The Northern Districts Cricket Club ("Jets") is a semi-professional cricket club in Adelaide, South Australia. It competes in the South Australian Grade Cricket Competition, which is administered by the South Australian Cricket Association (SACA).

The club entered the SACA competition in season 1997/98 as the result of the amalgamation of the Elizabeth and Salisbury District Cricket Clubs. In 2004/05 the Jets won the SACA Grade Competition premiership. The club has also won the West End Cup (one-day competition) in 1998/99, the inaugural 20 x 20 SACA competition in 2003/04 and again in 2009/10

The club has produced test players Darren Lehmann, Peter Sleep and recently Graham Manou and Ryan Harris.
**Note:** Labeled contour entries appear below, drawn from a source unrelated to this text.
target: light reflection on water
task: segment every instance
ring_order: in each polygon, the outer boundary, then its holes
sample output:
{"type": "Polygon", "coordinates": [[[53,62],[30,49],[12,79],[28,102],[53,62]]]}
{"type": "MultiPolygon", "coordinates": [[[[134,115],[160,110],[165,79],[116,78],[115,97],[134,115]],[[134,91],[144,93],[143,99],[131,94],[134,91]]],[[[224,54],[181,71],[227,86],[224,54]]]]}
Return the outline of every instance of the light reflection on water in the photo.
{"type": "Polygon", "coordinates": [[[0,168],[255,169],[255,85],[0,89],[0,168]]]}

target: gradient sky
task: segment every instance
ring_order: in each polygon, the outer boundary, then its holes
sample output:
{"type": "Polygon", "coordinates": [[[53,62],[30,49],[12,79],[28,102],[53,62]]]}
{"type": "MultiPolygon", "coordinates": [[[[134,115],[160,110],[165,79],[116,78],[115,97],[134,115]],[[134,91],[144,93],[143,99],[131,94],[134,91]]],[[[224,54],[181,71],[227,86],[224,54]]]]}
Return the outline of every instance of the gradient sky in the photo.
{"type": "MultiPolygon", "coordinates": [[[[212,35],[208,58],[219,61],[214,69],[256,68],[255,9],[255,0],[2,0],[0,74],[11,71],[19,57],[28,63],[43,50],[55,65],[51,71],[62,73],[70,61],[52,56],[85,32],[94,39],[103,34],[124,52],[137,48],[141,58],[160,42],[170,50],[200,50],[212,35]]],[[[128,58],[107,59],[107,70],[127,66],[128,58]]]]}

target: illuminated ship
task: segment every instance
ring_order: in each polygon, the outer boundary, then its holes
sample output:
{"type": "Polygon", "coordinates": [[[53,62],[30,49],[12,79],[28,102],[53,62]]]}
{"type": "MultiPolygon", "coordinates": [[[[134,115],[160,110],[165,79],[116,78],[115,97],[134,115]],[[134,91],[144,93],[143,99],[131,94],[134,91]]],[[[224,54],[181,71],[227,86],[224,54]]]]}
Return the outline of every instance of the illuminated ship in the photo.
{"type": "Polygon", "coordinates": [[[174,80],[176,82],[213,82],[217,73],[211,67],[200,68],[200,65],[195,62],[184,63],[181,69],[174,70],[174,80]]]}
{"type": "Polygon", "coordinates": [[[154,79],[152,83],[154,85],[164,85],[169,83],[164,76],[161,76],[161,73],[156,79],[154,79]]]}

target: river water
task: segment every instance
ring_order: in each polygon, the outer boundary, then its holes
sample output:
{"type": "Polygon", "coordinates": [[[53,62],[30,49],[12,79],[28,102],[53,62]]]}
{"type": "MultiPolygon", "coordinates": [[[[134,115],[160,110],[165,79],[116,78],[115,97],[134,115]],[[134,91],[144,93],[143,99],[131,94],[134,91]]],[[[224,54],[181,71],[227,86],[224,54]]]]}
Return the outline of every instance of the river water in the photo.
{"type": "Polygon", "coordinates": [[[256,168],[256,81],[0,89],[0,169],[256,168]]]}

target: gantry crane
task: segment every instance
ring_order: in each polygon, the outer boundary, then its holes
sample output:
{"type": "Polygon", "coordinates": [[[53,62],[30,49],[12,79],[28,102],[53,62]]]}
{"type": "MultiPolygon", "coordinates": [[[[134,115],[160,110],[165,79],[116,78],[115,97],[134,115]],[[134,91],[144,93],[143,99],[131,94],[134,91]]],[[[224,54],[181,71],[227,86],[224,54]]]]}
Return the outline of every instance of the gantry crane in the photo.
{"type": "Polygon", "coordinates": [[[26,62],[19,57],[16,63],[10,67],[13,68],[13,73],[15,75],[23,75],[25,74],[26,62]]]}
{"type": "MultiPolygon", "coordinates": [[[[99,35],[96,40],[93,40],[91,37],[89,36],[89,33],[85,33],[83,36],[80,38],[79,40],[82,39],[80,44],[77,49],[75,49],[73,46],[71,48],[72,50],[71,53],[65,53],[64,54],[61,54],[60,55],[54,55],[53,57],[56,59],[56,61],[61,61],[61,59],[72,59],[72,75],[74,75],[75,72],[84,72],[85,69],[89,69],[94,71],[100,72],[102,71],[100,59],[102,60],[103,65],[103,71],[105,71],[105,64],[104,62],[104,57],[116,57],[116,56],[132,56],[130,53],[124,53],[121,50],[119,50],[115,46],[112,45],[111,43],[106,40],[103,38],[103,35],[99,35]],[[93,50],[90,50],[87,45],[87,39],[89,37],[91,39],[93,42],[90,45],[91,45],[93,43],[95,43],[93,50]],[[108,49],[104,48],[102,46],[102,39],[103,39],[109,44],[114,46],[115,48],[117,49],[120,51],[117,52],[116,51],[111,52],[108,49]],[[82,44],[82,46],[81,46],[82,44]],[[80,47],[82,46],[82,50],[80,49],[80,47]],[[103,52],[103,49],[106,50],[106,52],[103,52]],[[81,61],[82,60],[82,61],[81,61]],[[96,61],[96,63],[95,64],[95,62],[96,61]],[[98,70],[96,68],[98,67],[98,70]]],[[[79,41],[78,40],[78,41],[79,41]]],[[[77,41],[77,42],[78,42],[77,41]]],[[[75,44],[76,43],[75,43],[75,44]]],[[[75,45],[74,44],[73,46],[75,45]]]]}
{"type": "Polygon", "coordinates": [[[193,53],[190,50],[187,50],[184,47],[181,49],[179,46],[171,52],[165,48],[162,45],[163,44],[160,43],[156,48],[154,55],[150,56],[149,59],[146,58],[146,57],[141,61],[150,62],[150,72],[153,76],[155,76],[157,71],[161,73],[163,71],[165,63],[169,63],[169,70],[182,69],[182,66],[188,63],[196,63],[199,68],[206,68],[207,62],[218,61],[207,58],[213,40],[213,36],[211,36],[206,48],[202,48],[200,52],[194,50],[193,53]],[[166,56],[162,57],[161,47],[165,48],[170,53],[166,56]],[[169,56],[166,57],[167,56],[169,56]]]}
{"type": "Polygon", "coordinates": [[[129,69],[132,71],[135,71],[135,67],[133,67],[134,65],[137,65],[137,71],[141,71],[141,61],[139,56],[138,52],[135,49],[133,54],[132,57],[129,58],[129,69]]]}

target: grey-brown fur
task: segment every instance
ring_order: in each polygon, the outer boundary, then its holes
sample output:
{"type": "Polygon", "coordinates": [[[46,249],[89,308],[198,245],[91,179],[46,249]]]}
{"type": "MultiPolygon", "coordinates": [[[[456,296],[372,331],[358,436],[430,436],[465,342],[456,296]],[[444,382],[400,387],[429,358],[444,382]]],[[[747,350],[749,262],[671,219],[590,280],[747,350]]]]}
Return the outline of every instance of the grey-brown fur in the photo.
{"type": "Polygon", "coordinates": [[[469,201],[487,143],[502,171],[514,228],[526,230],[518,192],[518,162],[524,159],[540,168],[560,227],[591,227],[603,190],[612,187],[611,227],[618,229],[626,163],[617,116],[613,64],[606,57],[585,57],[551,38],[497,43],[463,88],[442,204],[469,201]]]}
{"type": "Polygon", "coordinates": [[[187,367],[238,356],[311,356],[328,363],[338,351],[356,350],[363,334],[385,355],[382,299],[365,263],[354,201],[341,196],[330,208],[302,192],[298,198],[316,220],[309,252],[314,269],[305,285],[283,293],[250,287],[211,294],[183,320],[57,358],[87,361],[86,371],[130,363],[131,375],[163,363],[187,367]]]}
Whilst Mark Cosgrove has also represented the club at One Day International level. State players include Mark Higgs, Chris Duval and Cameron Williams

The current 'A Grade' captain is Mark Cosgrove

The juniors regularly compete in finals in all grades.

The 'Jets' have also recruited English talent such as Damien Brandy, Stephen Moore, Lee 'the artist' Craig, Mark Pettini, Mervyn Westfield, Ben Wright, Tom Poynton, Matt Pardoe, Joe Gatting, Ben Cox along with Zimbabwean Keeper Craig Dollar

The Jets play their senior home games at Salisbury Oval, Salisbury, South Australia. Other grounds used for home games in the lower grades include the three grounds at the Paddocks Reserve. The club derives its nickname of the Jets from the proximity and prominence of the Edinburgh Air Force Base.